Об этом происшествии батальонный комиссар узнал перед ужином. Он немедля вызвал к себе Кочеванова и, когда тот появился, не без осуждения спросил:
- Что же ты, герой, натворил? Я ведь на тебя рассчитывал.
Кочеванов молчал.
По его лицу было видно, как он утомился за день. От усталости покраснели веки, погасли живые искорки в глазах. Перед комиссаром стоял немало переживший человек, который ежедневно встречался со смертью лицом к лицу. Такого действительно неловко было "воспитывать", как школьника.
Пригласив сесть, Виткалов изменил тон, заговорил с Кочевановым по-дружески:
- Ты ведь бывший работник райкома комсомола, я вправе ждать от тебя помощи. А ты черт-те что позволяешь себе! Полез в драку.

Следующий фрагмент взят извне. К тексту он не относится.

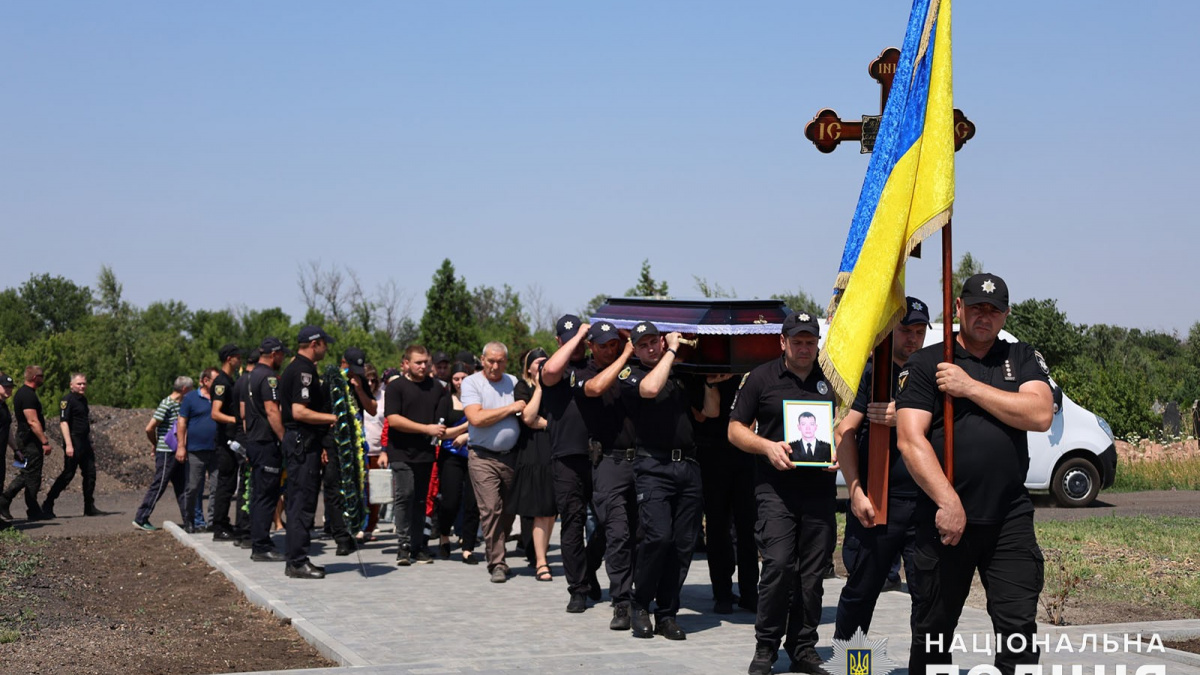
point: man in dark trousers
(226, 417)
(75, 420)
(415, 407)
(33, 442)
(263, 432)
(869, 549)
(670, 499)
(571, 465)
(796, 505)
(307, 419)
(984, 520)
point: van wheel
(1075, 483)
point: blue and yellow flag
(906, 196)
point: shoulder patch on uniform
(1042, 362)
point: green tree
(449, 322)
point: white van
(1074, 460)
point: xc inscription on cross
(827, 130)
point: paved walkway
(448, 617)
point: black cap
(801, 322)
(985, 288)
(357, 359)
(603, 333)
(567, 327)
(915, 311)
(642, 329)
(271, 345)
(310, 333)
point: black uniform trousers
(729, 506)
(1012, 571)
(226, 487)
(869, 554)
(616, 505)
(573, 494)
(301, 452)
(267, 467)
(793, 536)
(84, 461)
(670, 505)
(29, 478)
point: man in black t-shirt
(984, 520)
(307, 419)
(415, 407)
(869, 550)
(796, 505)
(670, 499)
(262, 434)
(75, 422)
(571, 466)
(226, 417)
(33, 442)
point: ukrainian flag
(907, 196)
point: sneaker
(765, 657)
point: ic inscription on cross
(827, 130)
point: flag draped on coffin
(906, 196)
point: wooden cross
(827, 130)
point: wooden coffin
(732, 335)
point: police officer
(984, 520)
(307, 419)
(76, 424)
(226, 417)
(796, 505)
(667, 478)
(869, 550)
(263, 434)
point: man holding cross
(984, 519)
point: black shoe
(640, 622)
(670, 629)
(579, 603)
(306, 571)
(619, 617)
(765, 657)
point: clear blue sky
(562, 143)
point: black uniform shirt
(421, 402)
(761, 398)
(222, 390)
(73, 410)
(561, 407)
(604, 416)
(900, 482)
(300, 383)
(990, 458)
(663, 423)
(262, 386)
(27, 399)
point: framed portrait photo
(808, 429)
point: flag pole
(948, 348)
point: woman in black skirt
(534, 489)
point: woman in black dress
(534, 488)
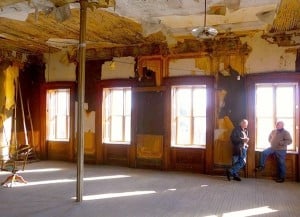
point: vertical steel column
(81, 91)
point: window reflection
(275, 102)
(117, 115)
(189, 115)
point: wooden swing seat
(16, 163)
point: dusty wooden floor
(111, 191)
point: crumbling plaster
(267, 57)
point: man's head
(279, 125)
(244, 123)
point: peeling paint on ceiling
(41, 26)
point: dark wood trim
(171, 152)
(271, 77)
(101, 148)
(43, 92)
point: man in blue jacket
(279, 140)
(239, 139)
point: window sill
(188, 146)
(288, 151)
(116, 143)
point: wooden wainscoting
(149, 151)
(188, 159)
(270, 171)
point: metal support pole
(81, 91)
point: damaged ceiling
(140, 27)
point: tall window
(275, 102)
(116, 115)
(189, 115)
(58, 114)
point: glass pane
(263, 130)
(199, 102)
(116, 128)
(200, 131)
(106, 131)
(127, 129)
(117, 104)
(128, 102)
(183, 103)
(61, 128)
(285, 101)
(62, 102)
(58, 105)
(264, 101)
(289, 126)
(183, 131)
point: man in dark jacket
(239, 138)
(279, 140)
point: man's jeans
(280, 156)
(238, 162)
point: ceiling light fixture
(204, 32)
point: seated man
(279, 139)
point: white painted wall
(266, 57)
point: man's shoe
(236, 178)
(228, 174)
(259, 169)
(280, 180)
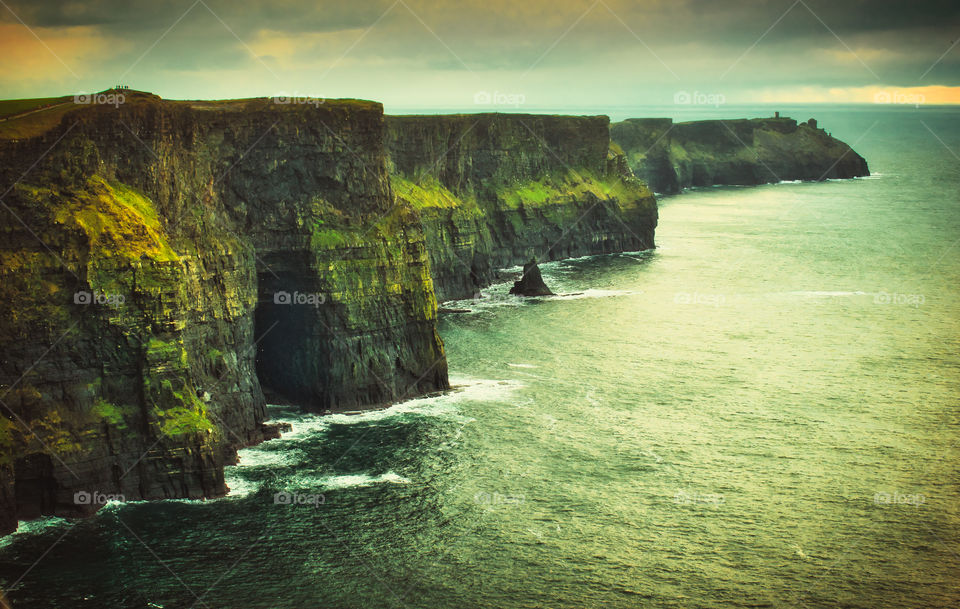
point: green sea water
(762, 412)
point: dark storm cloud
(747, 44)
(120, 16)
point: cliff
(495, 190)
(161, 260)
(163, 264)
(671, 156)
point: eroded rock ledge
(162, 263)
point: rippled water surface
(764, 412)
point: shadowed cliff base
(162, 260)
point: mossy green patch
(111, 413)
(429, 194)
(118, 221)
(181, 420)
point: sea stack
(531, 283)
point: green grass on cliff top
(554, 189)
(118, 221)
(428, 193)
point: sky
(482, 53)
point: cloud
(537, 45)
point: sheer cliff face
(495, 190)
(163, 264)
(160, 254)
(671, 156)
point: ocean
(762, 412)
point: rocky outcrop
(494, 190)
(531, 282)
(672, 156)
(164, 263)
(159, 260)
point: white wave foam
(361, 480)
(33, 527)
(826, 293)
(592, 293)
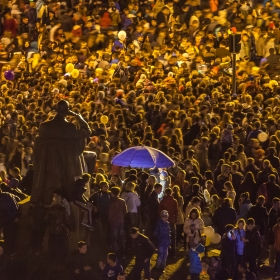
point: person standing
(116, 214)
(153, 206)
(80, 263)
(101, 203)
(170, 204)
(276, 233)
(58, 154)
(273, 215)
(142, 249)
(163, 240)
(252, 245)
(57, 220)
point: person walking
(170, 204)
(163, 239)
(142, 249)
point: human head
(111, 258)
(104, 186)
(168, 192)
(194, 214)
(115, 191)
(276, 203)
(57, 196)
(250, 223)
(62, 108)
(82, 247)
(134, 232)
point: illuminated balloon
(207, 241)
(262, 137)
(122, 35)
(205, 267)
(104, 119)
(75, 73)
(216, 238)
(209, 232)
(69, 68)
(9, 75)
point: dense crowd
(161, 73)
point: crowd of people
(161, 72)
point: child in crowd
(195, 263)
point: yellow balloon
(75, 73)
(207, 241)
(69, 68)
(104, 119)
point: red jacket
(169, 204)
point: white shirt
(132, 201)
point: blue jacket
(239, 243)
(195, 264)
(162, 233)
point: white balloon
(122, 35)
(262, 137)
(209, 232)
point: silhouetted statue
(58, 154)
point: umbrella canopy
(142, 157)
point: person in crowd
(81, 82)
(163, 239)
(195, 263)
(80, 263)
(80, 200)
(112, 269)
(101, 203)
(143, 250)
(252, 245)
(193, 227)
(116, 215)
(170, 204)
(153, 204)
(58, 223)
(223, 215)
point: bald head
(62, 107)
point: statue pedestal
(24, 227)
(78, 233)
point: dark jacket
(57, 219)
(224, 215)
(162, 233)
(79, 261)
(153, 204)
(142, 247)
(252, 248)
(66, 23)
(101, 200)
(169, 204)
(9, 208)
(228, 250)
(260, 215)
(117, 211)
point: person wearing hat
(162, 238)
(143, 249)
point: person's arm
(83, 124)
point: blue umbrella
(142, 157)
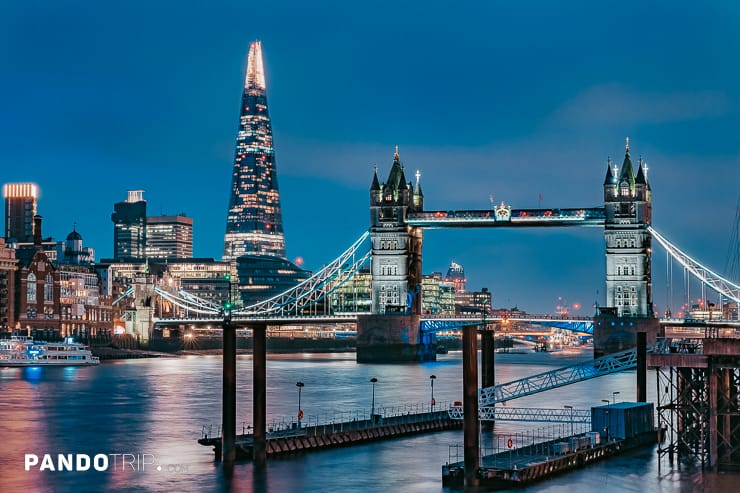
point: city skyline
(476, 102)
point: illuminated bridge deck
(492, 218)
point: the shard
(254, 224)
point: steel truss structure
(503, 413)
(612, 363)
(699, 414)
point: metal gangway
(567, 375)
(529, 414)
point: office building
(254, 224)
(169, 237)
(20, 207)
(129, 227)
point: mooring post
(228, 430)
(488, 365)
(471, 427)
(259, 388)
(641, 367)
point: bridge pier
(488, 368)
(613, 334)
(259, 391)
(471, 424)
(641, 367)
(228, 431)
(393, 339)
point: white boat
(24, 351)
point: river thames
(154, 410)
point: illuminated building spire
(254, 224)
(254, 82)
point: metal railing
(524, 444)
(560, 415)
(341, 421)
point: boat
(24, 351)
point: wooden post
(228, 430)
(259, 389)
(641, 367)
(471, 425)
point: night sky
(513, 99)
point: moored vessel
(24, 351)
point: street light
(431, 379)
(300, 385)
(608, 419)
(372, 407)
(571, 418)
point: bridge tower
(396, 256)
(391, 333)
(629, 304)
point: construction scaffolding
(699, 403)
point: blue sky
(513, 99)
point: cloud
(615, 104)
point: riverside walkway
(338, 430)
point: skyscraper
(254, 224)
(20, 207)
(129, 227)
(169, 237)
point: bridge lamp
(609, 419)
(571, 418)
(372, 406)
(300, 385)
(431, 379)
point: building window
(31, 287)
(48, 288)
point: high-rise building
(20, 207)
(456, 274)
(254, 224)
(169, 237)
(129, 227)
(8, 266)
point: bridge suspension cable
(128, 292)
(316, 287)
(726, 288)
(186, 304)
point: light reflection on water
(159, 407)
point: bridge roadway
(507, 217)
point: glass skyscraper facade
(20, 207)
(254, 223)
(129, 227)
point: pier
(533, 463)
(289, 437)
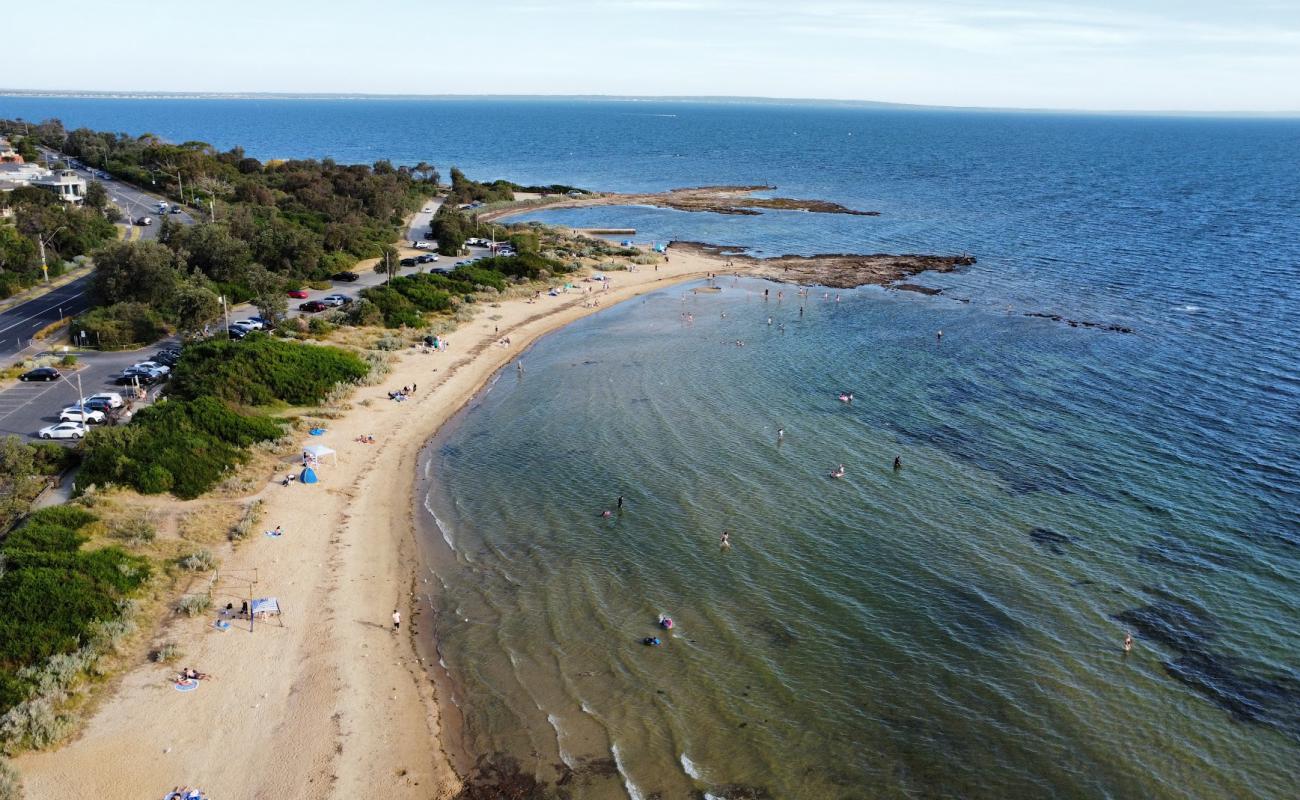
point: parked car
(144, 379)
(40, 373)
(79, 414)
(98, 403)
(112, 398)
(63, 431)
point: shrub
(260, 371)
(167, 652)
(120, 325)
(60, 609)
(199, 561)
(11, 783)
(180, 446)
(135, 530)
(193, 605)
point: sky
(1105, 55)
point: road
(22, 321)
(18, 324)
(25, 409)
(133, 202)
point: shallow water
(950, 630)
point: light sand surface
(333, 704)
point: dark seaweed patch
(1227, 682)
(1049, 540)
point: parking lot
(26, 407)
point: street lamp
(43, 241)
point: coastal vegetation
(63, 608)
(39, 216)
(263, 371)
(182, 446)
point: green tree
(268, 293)
(195, 307)
(17, 253)
(96, 197)
(143, 272)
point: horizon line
(733, 99)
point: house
(66, 184)
(8, 155)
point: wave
(690, 768)
(623, 772)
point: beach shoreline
(332, 704)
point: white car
(76, 414)
(115, 400)
(64, 431)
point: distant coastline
(684, 99)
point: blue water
(950, 630)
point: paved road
(25, 409)
(18, 324)
(133, 202)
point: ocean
(948, 630)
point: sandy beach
(333, 703)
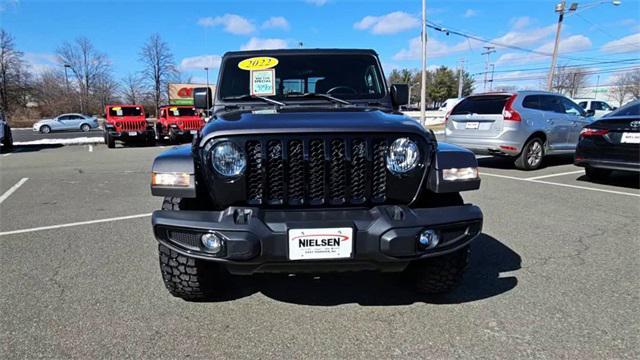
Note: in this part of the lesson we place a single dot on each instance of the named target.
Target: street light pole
(423, 85)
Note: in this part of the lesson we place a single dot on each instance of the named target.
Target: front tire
(531, 156)
(440, 274)
(185, 277)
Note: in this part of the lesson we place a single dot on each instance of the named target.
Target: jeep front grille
(316, 171)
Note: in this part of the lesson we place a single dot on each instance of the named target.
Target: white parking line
(12, 190)
(552, 175)
(563, 185)
(120, 218)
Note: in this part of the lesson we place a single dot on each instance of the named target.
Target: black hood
(310, 120)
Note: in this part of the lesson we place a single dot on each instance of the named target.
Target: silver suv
(526, 125)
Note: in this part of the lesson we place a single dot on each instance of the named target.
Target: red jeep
(127, 123)
(177, 123)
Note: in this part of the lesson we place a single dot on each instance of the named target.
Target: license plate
(472, 125)
(322, 243)
(630, 138)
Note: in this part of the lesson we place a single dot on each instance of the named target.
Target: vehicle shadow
(619, 179)
(489, 258)
(506, 163)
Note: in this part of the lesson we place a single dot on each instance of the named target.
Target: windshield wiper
(323, 96)
(246, 97)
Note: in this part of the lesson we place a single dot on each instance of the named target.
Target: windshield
(347, 76)
(125, 111)
(175, 111)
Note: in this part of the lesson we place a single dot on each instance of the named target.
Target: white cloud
(276, 22)
(232, 23)
(259, 44)
(391, 23)
(200, 62)
(626, 44)
(317, 2)
(470, 13)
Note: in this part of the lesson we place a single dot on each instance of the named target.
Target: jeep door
(557, 124)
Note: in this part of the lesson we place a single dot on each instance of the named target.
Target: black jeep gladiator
(305, 167)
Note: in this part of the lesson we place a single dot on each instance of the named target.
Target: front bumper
(256, 240)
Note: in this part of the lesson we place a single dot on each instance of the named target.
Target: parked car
(448, 104)
(66, 122)
(525, 125)
(598, 107)
(611, 143)
(127, 123)
(6, 137)
(326, 180)
(178, 123)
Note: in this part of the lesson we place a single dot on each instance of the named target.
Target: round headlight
(403, 156)
(227, 159)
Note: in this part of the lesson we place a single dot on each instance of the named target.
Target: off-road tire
(186, 277)
(533, 148)
(596, 174)
(440, 274)
(109, 140)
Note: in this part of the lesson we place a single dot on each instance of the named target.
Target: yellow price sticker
(258, 63)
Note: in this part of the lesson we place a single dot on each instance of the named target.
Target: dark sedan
(611, 143)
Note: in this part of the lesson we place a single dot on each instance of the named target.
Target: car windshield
(176, 111)
(125, 111)
(347, 76)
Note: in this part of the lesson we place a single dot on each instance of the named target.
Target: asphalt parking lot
(554, 275)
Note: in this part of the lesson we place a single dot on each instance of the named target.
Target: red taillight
(586, 132)
(508, 113)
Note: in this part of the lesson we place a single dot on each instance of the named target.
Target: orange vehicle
(178, 123)
(127, 123)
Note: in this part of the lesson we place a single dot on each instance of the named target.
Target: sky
(599, 36)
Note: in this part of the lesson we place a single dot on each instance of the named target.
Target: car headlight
(403, 156)
(227, 159)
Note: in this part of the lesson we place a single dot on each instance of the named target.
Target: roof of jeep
(299, 52)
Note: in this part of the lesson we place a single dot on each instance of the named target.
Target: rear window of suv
(488, 104)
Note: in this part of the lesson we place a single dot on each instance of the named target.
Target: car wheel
(440, 274)
(186, 277)
(531, 156)
(597, 174)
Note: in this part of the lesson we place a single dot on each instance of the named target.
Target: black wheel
(440, 274)
(186, 277)
(109, 140)
(531, 156)
(597, 174)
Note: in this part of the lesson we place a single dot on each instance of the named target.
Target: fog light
(429, 239)
(212, 242)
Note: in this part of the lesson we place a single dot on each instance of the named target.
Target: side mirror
(202, 98)
(399, 94)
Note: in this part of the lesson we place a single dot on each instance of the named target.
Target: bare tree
(132, 91)
(13, 74)
(87, 64)
(159, 67)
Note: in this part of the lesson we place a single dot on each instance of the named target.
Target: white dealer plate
(324, 243)
(630, 138)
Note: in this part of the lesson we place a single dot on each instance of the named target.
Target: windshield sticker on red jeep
(258, 63)
(263, 82)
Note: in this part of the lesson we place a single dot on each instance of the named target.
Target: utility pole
(490, 50)
(460, 80)
(423, 85)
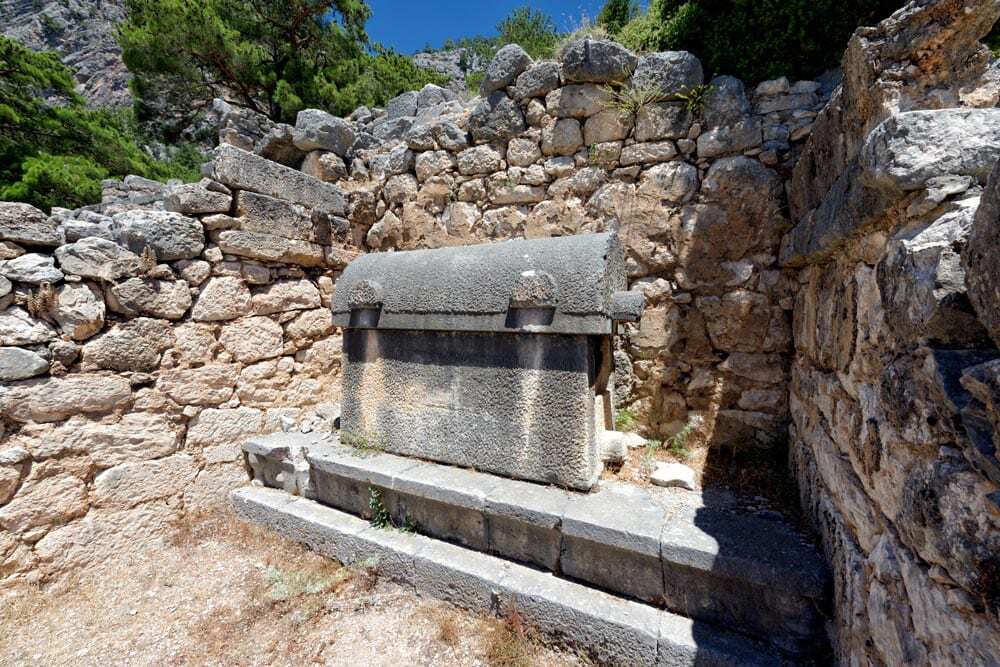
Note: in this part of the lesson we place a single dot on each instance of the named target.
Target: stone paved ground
(224, 594)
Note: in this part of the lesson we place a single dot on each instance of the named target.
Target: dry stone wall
(894, 384)
(142, 339)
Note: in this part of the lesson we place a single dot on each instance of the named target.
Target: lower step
(613, 630)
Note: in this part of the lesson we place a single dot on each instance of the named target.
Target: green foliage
(532, 29)
(273, 57)
(54, 151)
(616, 13)
(755, 39)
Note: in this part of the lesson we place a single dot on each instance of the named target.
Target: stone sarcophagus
(496, 357)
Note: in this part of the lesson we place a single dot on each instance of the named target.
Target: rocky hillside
(83, 32)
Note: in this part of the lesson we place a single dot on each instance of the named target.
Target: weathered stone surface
(55, 399)
(577, 101)
(208, 385)
(98, 258)
(135, 345)
(319, 130)
(563, 137)
(32, 268)
(923, 284)
(662, 120)
(597, 61)
(166, 299)
(44, 504)
(537, 81)
(674, 182)
(669, 72)
(17, 327)
(170, 235)
(196, 198)
(981, 261)
(496, 118)
(17, 363)
(245, 171)
(284, 296)
(479, 160)
(325, 165)
(79, 310)
(23, 223)
(505, 67)
(267, 215)
(252, 339)
(130, 484)
(607, 125)
(270, 248)
(222, 298)
(910, 148)
(218, 427)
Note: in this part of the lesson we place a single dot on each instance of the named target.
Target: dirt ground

И где?.. На действующем военном аэродроме… после гибели командира! Ни в какие ворота не лезет!
- Вас неточно информировали: драки не было, - возразил Кочеванов. - Ее пытался разыграть образцово-показательный Шубник, но его вовремя удержали. Мы не ссорились. Дело гораздо серьезней. Хотите знать правду?
- Для этого я тебя и вызвал.
Кирилл стал рассказывать о своих догадках, связанных с гибелью сержантов и капитана Лобысевича. Виткалов был убежден, что лейтенант не кривя душой делится с ним своими невеселыми мыслями, но ему не хотелось подозревать отличника в преднамеренной подлости. "Видно, неприязнь толкает Кочеванова искать в Шубнике только плохое, - думал он. - Ей нельзя довериться. Неприязнь - плохой судья".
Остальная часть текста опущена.